В Марах поработать лаборантом довелось немного. Сергея вызвали в военкомат: врачи, анализы. На комиссии однорукий военком улыбнулся:
— Полный порядочек, юноша!
Увидев Сергея, заведующий успокоился: не взяли.
— Завтра, Пахомцев, вам задание…
Сергей перебил:
— Завтра, Антон Антоныч, я не выполню задания. Я призван в армию!
Для Сергея это было счастье.
Да, он сознавал: в том, что его не брали в армию, он не виноват. Болезни. И не пустяковые: после гнойного плеврита — процесс в легких, был и ревматизм, не зря в институте дали академический отпуск. Иногда, не теряя юмора, Сергей шутил: нагреб болезней не по возрасту и чину. Правда, со временем и очаги зарубцевались, и кости не ломило. Однако в армию его не брали.
Невыносимо было ловить на себе взгляд женщин: «Мой муж, мой сын, мой брат на фронте. А почему ты, красавец, шляешься в тылу?» Ведь не покажешь каждой встречной бумагу об отсрочке. И Сергей отводил глаза, точно в чем-то обманывал этих женщин…
Натягивая полученное от старшины хлопчатобумажное обмундирование, мучаясь с портянками и обмотками, Сергей чувствовал себя осчастливленным. Даже как-то поутихла тревога о матери, сбавилась тоска от сводок Информбюро: бои на Волге, в Сталинграде.
В Туркмении осень была теплая, обезвлаженная, щедрая на дыни, арбузы, персики, виноград. За дувалами с придыханием орали ишаки, из-за дувалов украшенные монетными ожерельями туркменки совали бойцам пшеничные лепешки, ломтики вяленой дыни.
Ежедневно путь батальона, куда зачислили Сергея, лежал мимо этих дувалов, в поле. Обучались там допоздна, но Сергей был недоволен: мало, нужно больше, больше, чтобы скорее отправили на фронт.
Зимой подчас подмораживало, на занятиях в поле обогревались местными дровами — саксаулом и верблюжьей колючкой.
В феврале радио оповестило: освобожден Краснодар. Сергей немедленно отправил матери письмо. Не получив ответа, писал еще и еще. Мать не отзывалась.

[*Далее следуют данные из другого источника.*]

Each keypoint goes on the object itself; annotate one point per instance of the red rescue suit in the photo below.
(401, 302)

А в начале апреля, когда воскресала туркменская жара, стрелковую бригаду погрузили в эшелоны и помчали на север. В приоткрытых дверях теплушек — вспаханные поля и невспаханные, клинья озимых зеленей, пенные, мутные речки, перелески и сады, малолюдные селеньица, города. На остановках Сергей бегал за кипятком и на базарчики, хоть покупать было не на что, да, по совести, и нечего, перекидывался словечком с жителями и смотрел на паровоз: «Шире шаг!»

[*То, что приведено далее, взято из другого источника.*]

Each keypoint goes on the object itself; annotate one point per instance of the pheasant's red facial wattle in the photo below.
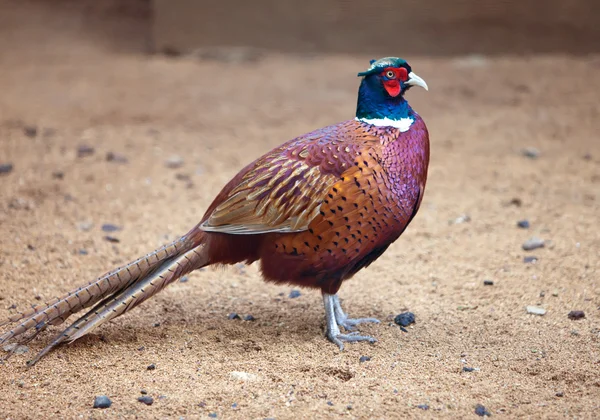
(392, 78)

Москву проехали ночью, по Окружной дороге. Столица затаилась, громадная, затемненная; аэростаты воздушного заграждения, зенитки. После разбитого, словно с вывороченными внутренностями, Ржева эшелон подошел к Сычевке.
Промозглое предрассветье. Командиры, спеша затемно увести подразделения в лес, носились по станции, покрикивали на бойцов. Выводили лошадей, выкатывали повозки. Наконец построились и затопали по мертвому, взорванному городку; как надгробные памятники, торчали печные трубы на пепелищах; скелеты иссохших, посеченных уличным боем ветел; похруст битого стекла, запахи застарелой гари и кирпичной пыли.

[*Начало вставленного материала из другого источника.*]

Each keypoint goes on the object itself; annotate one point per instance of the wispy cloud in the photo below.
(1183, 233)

В конце улочки, у землянки, стояли старуха в юбке из трофейной плащ-палатки и вцепившаяся в ее подол девочка, должно быть внучка. Девочка не двигалась, а старуха безостановочно крестила колонну то правой, то левой рукой.
Впереди, на западе, сполохи — фронт…
Так Сергей уже утром и задремал — ладонь на кармане с письмом. Снилась мать в фартуке, подкладывает щепу в летнюю печурку; приснился отец, старательно причесанный, на лацкане пиджака орден Красного Знамени, таким отец бывал по праздникам; расплывчато проступали девичьи черты: Алла? Но Сергей оказал во сне: «Наташа. Здравствуйте, Наташа. Окажите медицинскую помощь. У меня клещ». Девушка не ответила и растворилась в зыбкой мгле.